Mental toughness in four parts

It's basically impossible to do a long-enough training run for a 100k race, so one strategy is to really pile on the workouts in order to fatigue your body and simulate additional milage. So that's what we did this week. On Thursday and Friday, we made sure to go hard to pre-fatigue for our long run on Saturday. Here's our "mental toughness" training in four parts.

Trillium-spoting-- the first of the year

Part 1 - Group Power

Thursday morning: an hour-long weightlifting class


Part 2 - Animal Athletics night run

Thursday night: from Lower Macleay to the Pittock Mansion. 5 miles and 1,000 ft of climbing. In the dark.

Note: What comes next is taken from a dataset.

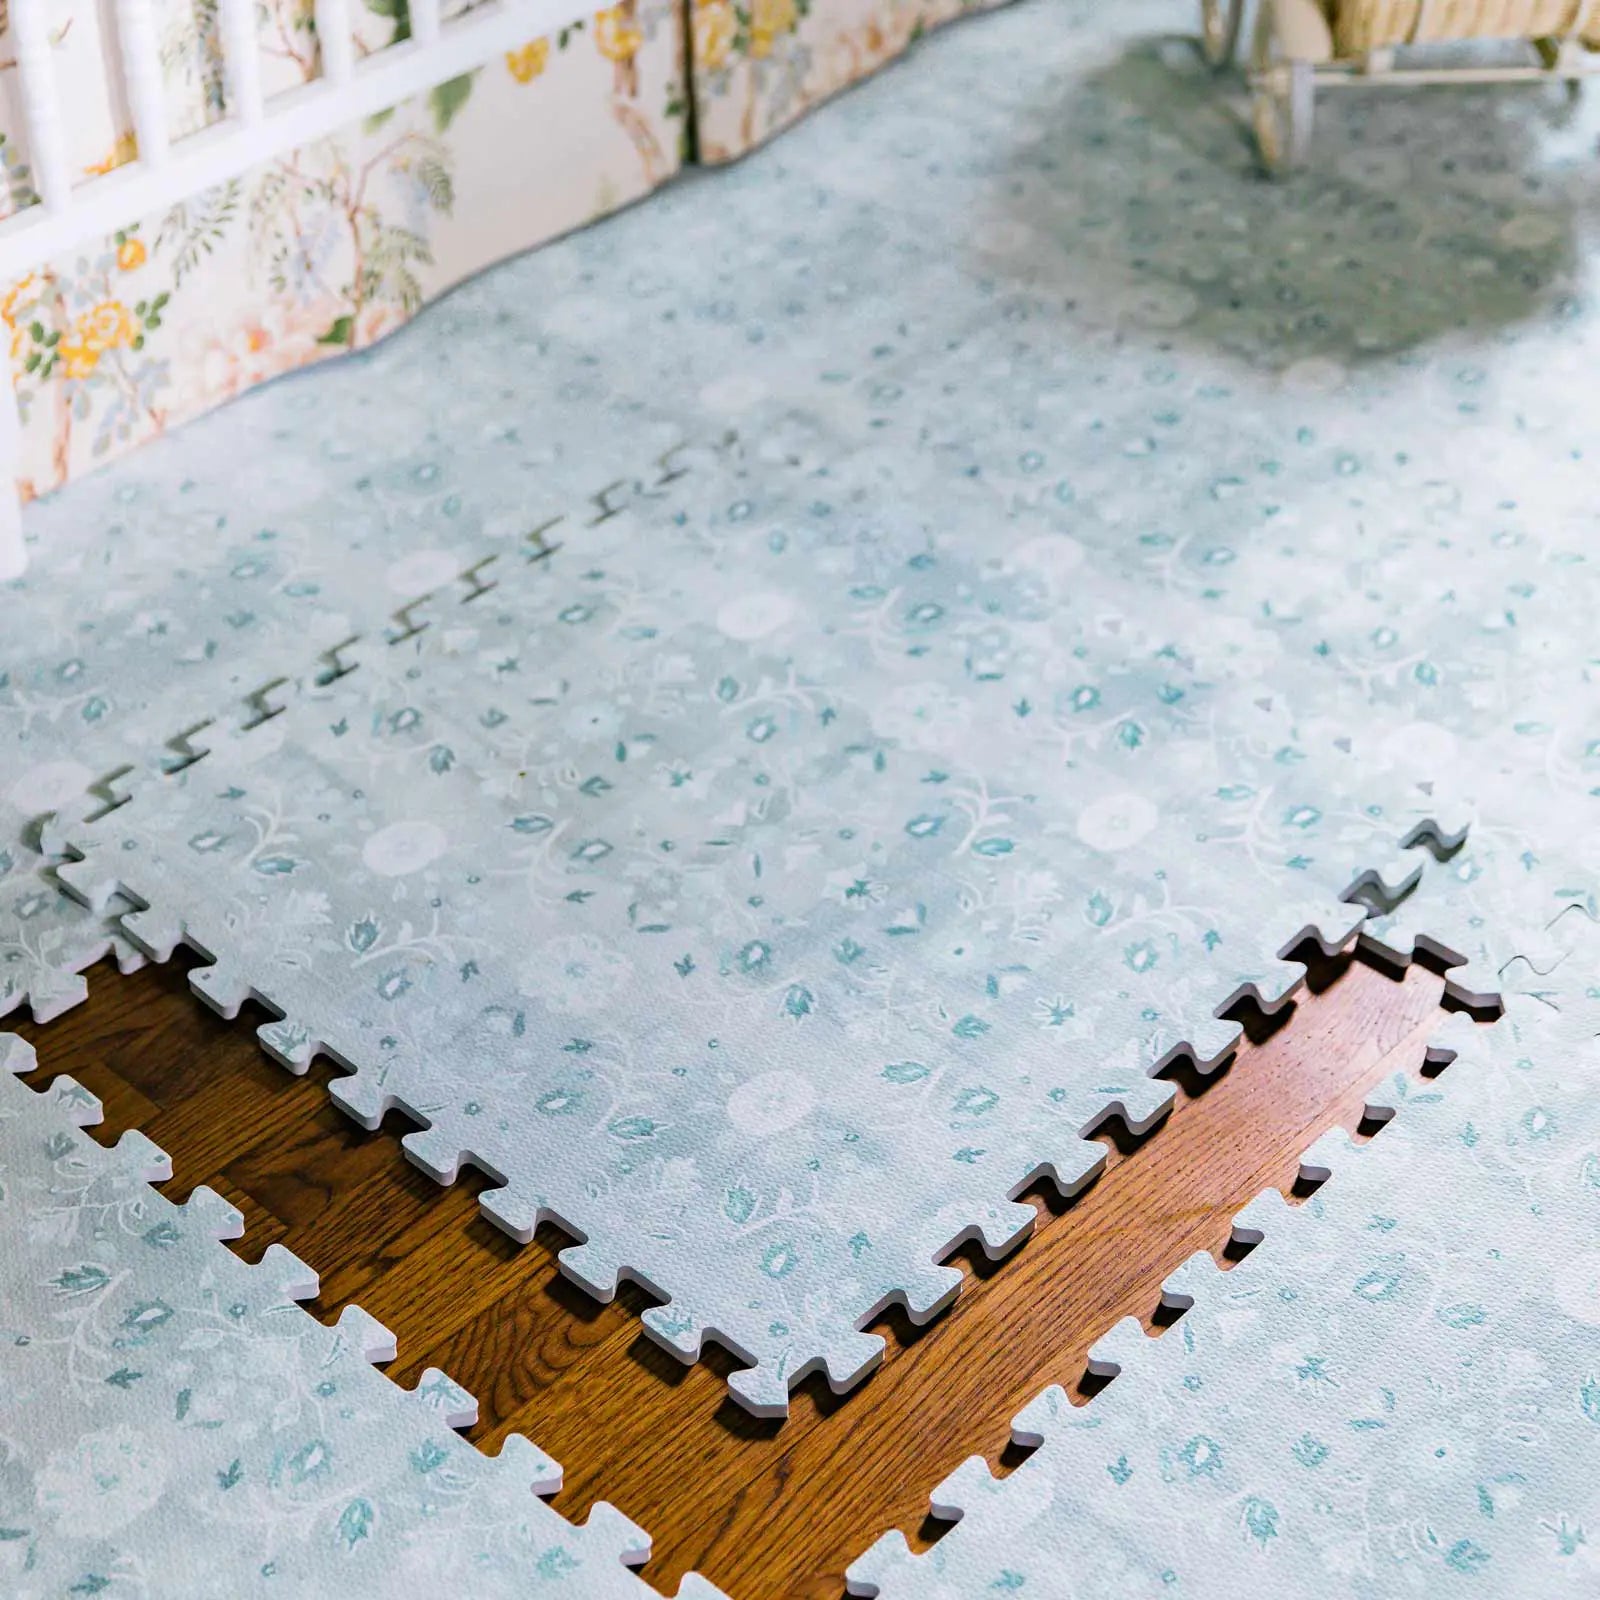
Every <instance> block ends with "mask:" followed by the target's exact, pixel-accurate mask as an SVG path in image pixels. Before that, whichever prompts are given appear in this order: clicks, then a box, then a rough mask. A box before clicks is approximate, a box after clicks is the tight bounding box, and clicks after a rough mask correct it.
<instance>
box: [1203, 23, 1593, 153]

Part 3 - 50 Shades of Willie Training

Friday afternoon: 4 hill repeats on Dogwood Trail, with insane tasks in between-- like holding planks while facing each other and alternating touching each other's hands, then turning around holding planks and alternative tapping each other's feet.


Part 4 - 30 mile run

Saturday:

  • birch - ww : .22
  • ww - wc : .39
  • wc - leif : .56
  • leif - cannon : 11
  • cannon - ww : .32
  • ww (24.7 - 7.45) birch : 17.25
  • birch - 53rd : .22

total 29.86

It worked. I could tell my body was already tired when we began our long run, but I tried to take it at an even, steady pace and focus on the shorter distance til the next break (we stopped twice to eat, so the run was broken into 12, 10 and 8 miles). We were fortunate to have gorgeous, warm, clear spring weather, which made the whole ordeal downright enjoyable.

I, for one, was worn out the rest of the day on Saturday and very glad to have Sunday as a rest day. I even specifically sat on the couch and put my feet up for a few minutes-- there's nothing quite like the feeling of well-deserved rest.